I have a dataset of an arbitrary number of elements (say, 10000) which follows lognormal distribution over a certain range of values (say, between 1 and 500). I successfully fit a distribution with the powerlaw module in Python. Then I need to generate values from this distribution in a way that gives me values within the given bounds (between 1 and 500 of course with reasonable tolerance) and as many as the input dataset. I have tried the generators included in the powerlaw module itself and while they work, the values generated far exceed the maximum I can accept - I have a maximum of around 500 and the synthetic dataset routinely hits 6600.

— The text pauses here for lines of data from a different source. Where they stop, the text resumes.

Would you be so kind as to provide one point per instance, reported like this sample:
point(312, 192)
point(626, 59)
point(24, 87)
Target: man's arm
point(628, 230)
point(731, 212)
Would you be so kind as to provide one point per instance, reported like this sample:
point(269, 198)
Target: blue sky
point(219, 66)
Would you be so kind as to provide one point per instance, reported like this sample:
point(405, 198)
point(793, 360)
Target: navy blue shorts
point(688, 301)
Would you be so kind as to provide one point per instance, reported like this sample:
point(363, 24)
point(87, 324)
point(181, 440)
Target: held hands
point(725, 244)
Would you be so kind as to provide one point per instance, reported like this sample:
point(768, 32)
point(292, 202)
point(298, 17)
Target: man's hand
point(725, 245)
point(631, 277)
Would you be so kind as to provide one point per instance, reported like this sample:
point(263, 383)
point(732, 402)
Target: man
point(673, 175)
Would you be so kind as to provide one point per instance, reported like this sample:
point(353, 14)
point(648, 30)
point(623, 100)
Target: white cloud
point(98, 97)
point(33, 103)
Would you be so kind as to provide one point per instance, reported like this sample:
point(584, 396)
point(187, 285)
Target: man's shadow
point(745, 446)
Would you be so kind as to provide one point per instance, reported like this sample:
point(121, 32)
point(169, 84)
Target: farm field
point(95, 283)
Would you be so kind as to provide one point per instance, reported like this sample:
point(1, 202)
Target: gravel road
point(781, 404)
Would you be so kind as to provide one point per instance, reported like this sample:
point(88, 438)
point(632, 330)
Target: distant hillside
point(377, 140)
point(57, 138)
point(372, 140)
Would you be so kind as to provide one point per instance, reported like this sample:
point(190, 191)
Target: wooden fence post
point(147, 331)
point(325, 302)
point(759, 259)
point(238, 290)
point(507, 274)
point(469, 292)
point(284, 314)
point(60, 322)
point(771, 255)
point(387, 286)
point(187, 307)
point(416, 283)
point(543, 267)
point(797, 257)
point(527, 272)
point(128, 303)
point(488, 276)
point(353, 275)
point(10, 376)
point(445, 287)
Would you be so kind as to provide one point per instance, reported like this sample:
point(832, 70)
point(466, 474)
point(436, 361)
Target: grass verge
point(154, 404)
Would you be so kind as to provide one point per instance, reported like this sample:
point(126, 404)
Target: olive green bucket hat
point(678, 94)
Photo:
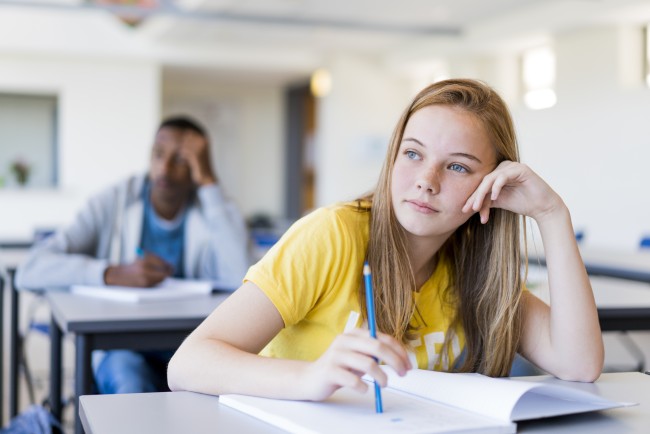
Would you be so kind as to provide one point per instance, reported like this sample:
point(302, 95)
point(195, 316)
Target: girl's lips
point(422, 207)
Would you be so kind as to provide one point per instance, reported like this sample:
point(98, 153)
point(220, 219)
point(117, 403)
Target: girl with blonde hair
point(441, 233)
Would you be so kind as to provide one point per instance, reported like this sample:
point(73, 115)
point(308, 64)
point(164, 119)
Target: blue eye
point(412, 155)
point(457, 168)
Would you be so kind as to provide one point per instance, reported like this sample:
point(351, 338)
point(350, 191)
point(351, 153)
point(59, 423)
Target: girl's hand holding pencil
point(351, 356)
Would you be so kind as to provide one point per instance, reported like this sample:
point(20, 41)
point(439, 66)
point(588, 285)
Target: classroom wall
point(593, 147)
point(354, 125)
point(108, 111)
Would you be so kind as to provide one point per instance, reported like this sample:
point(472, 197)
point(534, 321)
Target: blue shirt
point(164, 238)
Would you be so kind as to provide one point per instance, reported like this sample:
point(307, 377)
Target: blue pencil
point(370, 307)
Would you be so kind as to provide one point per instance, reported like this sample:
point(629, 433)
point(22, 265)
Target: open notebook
point(425, 402)
point(168, 289)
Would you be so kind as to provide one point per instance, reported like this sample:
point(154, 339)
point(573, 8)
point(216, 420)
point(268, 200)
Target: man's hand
point(144, 272)
point(195, 149)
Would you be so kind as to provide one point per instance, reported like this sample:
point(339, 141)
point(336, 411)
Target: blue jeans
point(123, 371)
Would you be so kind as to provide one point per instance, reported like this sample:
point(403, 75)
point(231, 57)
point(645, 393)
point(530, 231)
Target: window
point(646, 54)
point(28, 151)
point(538, 69)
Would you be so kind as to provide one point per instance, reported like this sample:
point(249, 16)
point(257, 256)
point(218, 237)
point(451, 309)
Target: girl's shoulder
point(340, 213)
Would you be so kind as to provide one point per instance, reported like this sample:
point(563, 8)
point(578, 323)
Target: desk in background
point(180, 412)
point(12, 254)
point(100, 324)
point(622, 304)
point(630, 265)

I have attempted generating lognormal by plugging a product of truncated normal to exp function:

def generate_lognormal(xmin, xmax,mu, sigma, n): 
    from scipy.stats import truncnorm
    import numpy as np
    # the idea is: get items from truncated normal, then exponentiate it.
    minBound = (np.log(xmin) - mu)/sigma # get the "x" value for the desired lower bound
    maxBound = (np.log(xmax) - mu)/sigma # get the "x" value for the desired upper bound
    rand = truncnorm.rvs(minBound, maxBound, loc=0, scale=1, size=n, random_state=None) # Generate from truncated normal
    return exp(mu+sigma*rand) # return lognormal

But here I faced a different problem - most of the time the generated data only reach around half of the desired range - the largest values end up at 200-300 with zero cases closer to 500. In fact both scenarios (overshoot and undershoot) can happen with this code. Is there any way of generating values from lognormal (and power law) distributions within bounds which will be stable between iterations?

Julian_P
  • 101

1 Answers1

0

You are looking for rejection sampling. Simply draw values and discard any that are out of range.

That said, I'm concerned the powerlaw distribution you fit does not well-model the experimental dataset. Eyeball some plots, or use a t-test to compare the two sets of figures.

J_H
  • 17,926
  • 4
  • 24
  • 44